I dismissed the idea that Bin Laden actually wants the rendez-vous that McCain promises at the Gates of Hell. I think the terrorist is probably pretty scared of the old Navy fighter pilot in a mano-a-mano situation.
Joe Nye, a former Clinton Administration official, makes an important point in the article: “From their perspective, a continuation of Bush policies is good for recruiting.”
But I think Kristof hits the nail right on the head when he compares McCain’s position to other mistakes made in recent American history:
“During the cold war, the American ideological fear of communism led us to mistake every muddle-headed leftist for a Soviet pawn. Our myopia helped lead to catastrophe in Vietnam. In the same way today, an exaggerated fear of ‘Islamofascism’ elides a complex reality and leads us to overreact and damage our own interests.”
Bin Laden has been an amazing failure in attracting Muslims to his call for an all-out war against the West. Almost no Muslims want that war, and even fewer are actually willing to fight in it.
So Al-Qaeda has gone to Plan B: create the illusion that more than a tiny handful of Muslims are engaged in this battle. That’s one of the reasons that Al-Qaeda chooses respectable members of a society – engineers, doctors – to carry out attacks.
But illusions are only successful when the audience gets duped. Too many McCain supporters have bought the Al-Qaeda line.

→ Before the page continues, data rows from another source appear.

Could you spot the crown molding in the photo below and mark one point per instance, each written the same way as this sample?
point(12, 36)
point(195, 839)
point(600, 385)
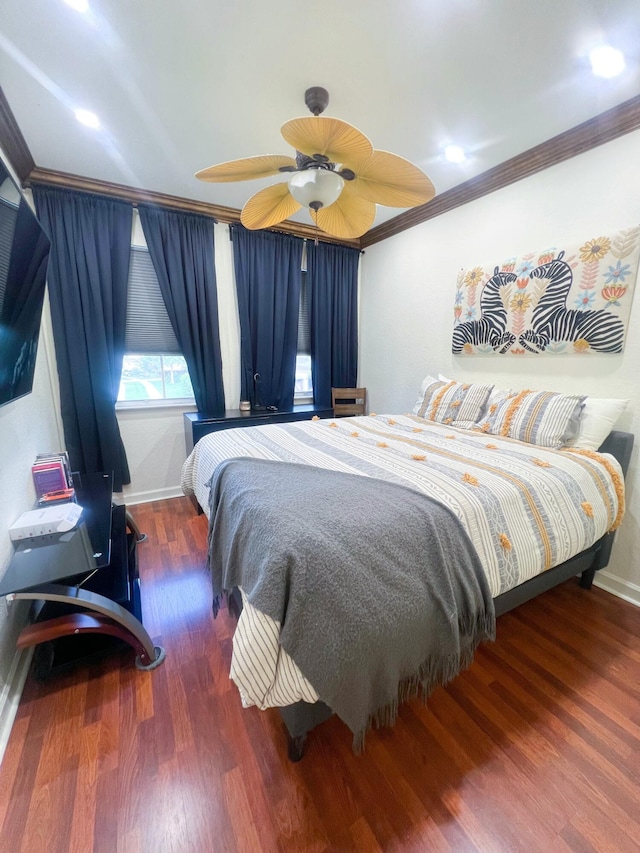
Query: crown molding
point(136, 196)
point(13, 142)
point(605, 127)
point(619, 120)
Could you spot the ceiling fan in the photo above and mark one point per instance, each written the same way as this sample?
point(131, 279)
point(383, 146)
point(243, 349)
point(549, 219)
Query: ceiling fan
point(336, 173)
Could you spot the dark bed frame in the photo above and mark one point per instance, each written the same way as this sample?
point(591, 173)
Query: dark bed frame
point(301, 717)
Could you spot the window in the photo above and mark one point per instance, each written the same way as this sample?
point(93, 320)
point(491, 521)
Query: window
point(153, 367)
point(303, 389)
point(154, 377)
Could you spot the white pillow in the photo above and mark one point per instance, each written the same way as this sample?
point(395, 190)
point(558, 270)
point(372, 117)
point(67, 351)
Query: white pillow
point(596, 422)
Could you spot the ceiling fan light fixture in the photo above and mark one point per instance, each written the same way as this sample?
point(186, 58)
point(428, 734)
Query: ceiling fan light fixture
point(316, 188)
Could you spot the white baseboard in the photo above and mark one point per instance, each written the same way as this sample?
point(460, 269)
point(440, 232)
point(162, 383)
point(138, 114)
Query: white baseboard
point(11, 693)
point(146, 497)
point(616, 586)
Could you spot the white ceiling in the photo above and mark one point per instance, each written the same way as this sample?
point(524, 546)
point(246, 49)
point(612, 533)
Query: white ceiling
point(182, 84)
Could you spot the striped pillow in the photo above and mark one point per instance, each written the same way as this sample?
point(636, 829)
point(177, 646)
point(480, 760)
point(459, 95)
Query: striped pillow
point(457, 404)
point(537, 417)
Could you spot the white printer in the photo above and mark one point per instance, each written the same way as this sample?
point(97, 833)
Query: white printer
point(58, 518)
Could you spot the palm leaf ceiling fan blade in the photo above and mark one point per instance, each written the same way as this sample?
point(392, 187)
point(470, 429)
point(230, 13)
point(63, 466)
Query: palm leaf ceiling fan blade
point(348, 217)
point(393, 181)
point(337, 175)
point(269, 207)
point(247, 169)
point(334, 139)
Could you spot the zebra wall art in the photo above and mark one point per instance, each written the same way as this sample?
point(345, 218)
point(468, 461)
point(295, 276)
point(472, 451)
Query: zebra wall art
point(561, 301)
point(491, 328)
point(599, 330)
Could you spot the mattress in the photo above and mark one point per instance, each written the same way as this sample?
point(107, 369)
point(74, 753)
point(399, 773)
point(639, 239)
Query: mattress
point(525, 508)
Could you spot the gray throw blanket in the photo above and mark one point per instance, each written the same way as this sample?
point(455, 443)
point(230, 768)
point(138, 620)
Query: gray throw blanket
point(378, 588)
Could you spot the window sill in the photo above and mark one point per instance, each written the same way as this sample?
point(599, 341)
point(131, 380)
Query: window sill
point(147, 405)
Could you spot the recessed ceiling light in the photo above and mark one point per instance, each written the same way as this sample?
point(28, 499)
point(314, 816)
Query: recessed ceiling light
point(78, 5)
point(88, 118)
point(454, 154)
point(606, 61)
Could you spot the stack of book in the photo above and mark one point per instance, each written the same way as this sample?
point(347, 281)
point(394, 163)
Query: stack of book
point(52, 474)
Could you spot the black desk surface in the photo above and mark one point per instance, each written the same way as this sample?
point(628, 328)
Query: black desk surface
point(46, 559)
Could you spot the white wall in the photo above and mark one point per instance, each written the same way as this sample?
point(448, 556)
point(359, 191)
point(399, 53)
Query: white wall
point(154, 436)
point(409, 282)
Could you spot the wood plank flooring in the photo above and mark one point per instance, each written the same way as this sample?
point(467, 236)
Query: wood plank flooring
point(535, 748)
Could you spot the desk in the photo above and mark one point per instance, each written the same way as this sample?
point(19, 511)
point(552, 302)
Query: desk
point(86, 580)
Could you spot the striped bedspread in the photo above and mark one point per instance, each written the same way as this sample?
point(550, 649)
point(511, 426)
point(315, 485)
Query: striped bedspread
point(525, 508)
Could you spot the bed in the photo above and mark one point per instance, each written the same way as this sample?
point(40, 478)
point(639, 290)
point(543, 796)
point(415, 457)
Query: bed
point(506, 494)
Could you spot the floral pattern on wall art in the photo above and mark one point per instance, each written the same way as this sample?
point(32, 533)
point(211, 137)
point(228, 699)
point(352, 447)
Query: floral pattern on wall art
point(568, 301)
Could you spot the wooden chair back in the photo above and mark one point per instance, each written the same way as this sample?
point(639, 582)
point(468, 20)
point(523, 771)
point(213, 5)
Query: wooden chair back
point(348, 401)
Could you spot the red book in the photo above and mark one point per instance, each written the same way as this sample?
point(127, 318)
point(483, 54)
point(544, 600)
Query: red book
point(49, 477)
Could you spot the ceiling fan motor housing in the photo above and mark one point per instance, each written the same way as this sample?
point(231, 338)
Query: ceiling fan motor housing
point(316, 98)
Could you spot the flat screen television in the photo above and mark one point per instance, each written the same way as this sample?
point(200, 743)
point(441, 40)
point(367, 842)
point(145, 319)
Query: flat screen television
point(24, 254)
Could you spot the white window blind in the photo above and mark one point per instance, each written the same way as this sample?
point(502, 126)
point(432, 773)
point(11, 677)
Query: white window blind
point(148, 329)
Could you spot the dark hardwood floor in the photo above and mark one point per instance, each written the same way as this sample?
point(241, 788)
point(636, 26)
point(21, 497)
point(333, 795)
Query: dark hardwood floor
point(535, 748)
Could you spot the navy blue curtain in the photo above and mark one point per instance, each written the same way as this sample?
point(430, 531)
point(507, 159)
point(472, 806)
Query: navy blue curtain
point(268, 276)
point(332, 272)
point(181, 246)
point(87, 278)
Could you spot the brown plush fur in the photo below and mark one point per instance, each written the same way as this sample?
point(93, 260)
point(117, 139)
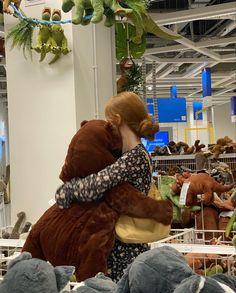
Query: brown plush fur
point(204, 184)
point(84, 234)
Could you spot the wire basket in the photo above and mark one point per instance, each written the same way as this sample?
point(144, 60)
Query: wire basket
point(204, 258)
point(9, 249)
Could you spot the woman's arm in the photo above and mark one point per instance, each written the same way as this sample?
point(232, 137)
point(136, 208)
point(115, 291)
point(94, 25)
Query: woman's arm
point(93, 186)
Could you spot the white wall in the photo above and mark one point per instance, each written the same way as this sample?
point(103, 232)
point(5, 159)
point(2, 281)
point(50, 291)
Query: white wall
point(47, 104)
point(4, 133)
point(41, 103)
point(222, 122)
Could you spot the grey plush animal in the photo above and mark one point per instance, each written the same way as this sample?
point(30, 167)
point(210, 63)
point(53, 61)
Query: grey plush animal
point(30, 275)
point(161, 270)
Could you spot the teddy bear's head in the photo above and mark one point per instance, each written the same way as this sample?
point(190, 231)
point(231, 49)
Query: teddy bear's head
point(97, 144)
point(31, 275)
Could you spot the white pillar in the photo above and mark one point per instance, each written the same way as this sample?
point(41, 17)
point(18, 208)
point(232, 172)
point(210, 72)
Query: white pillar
point(46, 105)
point(95, 72)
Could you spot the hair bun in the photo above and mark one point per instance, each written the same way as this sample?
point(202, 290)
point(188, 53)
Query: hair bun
point(147, 129)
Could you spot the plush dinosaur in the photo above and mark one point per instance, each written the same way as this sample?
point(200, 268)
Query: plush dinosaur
point(58, 43)
point(15, 234)
point(83, 235)
point(201, 184)
point(6, 4)
point(97, 6)
point(51, 37)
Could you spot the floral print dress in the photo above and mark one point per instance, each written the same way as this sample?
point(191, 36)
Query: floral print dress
point(133, 166)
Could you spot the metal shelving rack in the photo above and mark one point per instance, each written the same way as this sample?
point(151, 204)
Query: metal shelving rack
point(165, 162)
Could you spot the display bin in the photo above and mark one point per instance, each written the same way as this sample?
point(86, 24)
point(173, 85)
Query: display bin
point(192, 241)
point(163, 163)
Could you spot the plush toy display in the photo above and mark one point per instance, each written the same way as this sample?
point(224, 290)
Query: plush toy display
point(179, 148)
point(201, 184)
point(6, 4)
point(159, 270)
point(84, 234)
point(30, 275)
point(51, 37)
point(97, 8)
point(223, 145)
point(130, 75)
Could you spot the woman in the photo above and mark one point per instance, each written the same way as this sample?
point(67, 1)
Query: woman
point(129, 113)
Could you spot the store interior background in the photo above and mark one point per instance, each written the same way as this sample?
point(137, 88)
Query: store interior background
point(41, 106)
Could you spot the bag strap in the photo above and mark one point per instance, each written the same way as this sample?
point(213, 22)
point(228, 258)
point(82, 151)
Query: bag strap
point(149, 160)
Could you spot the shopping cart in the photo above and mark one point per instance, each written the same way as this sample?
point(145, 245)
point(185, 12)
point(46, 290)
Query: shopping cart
point(204, 258)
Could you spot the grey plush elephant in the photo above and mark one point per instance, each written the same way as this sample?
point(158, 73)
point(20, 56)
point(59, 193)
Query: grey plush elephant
point(161, 270)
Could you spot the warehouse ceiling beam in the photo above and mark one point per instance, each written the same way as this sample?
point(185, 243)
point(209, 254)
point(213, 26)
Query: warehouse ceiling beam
point(225, 90)
point(207, 12)
point(191, 45)
point(216, 83)
point(202, 44)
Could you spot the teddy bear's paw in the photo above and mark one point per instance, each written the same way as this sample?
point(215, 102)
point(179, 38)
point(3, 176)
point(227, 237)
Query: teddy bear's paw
point(67, 5)
point(97, 18)
point(77, 20)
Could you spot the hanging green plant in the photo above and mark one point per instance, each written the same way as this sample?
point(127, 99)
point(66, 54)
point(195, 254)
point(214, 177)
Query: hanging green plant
point(21, 36)
point(134, 78)
point(143, 22)
point(124, 46)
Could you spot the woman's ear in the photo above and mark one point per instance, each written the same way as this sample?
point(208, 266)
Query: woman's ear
point(117, 119)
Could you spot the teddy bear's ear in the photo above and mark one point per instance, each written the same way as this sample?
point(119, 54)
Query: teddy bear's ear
point(83, 122)
point(63, 274)
point(23, 256)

Consider the Clarion Fund, who sent 28 million copies of a Muslim-hating film called Obsession to households in swing states in a clear attempt to influence the election in favor of McCain. I’ve written elsewhere about how this film has made people afraid of their Muslim neighbors
But even more importantly, it makes all of us less secure. Because as our suspicions are cast upon our law-abiding Muslim neighbors, genuine terrorists might slip through.
If Al-Qaeda really thinks a McCain administration would both boost real recruiting AND help advertise the illusion that all Muslims are the enemy, it’s no wonder they are pulling for him.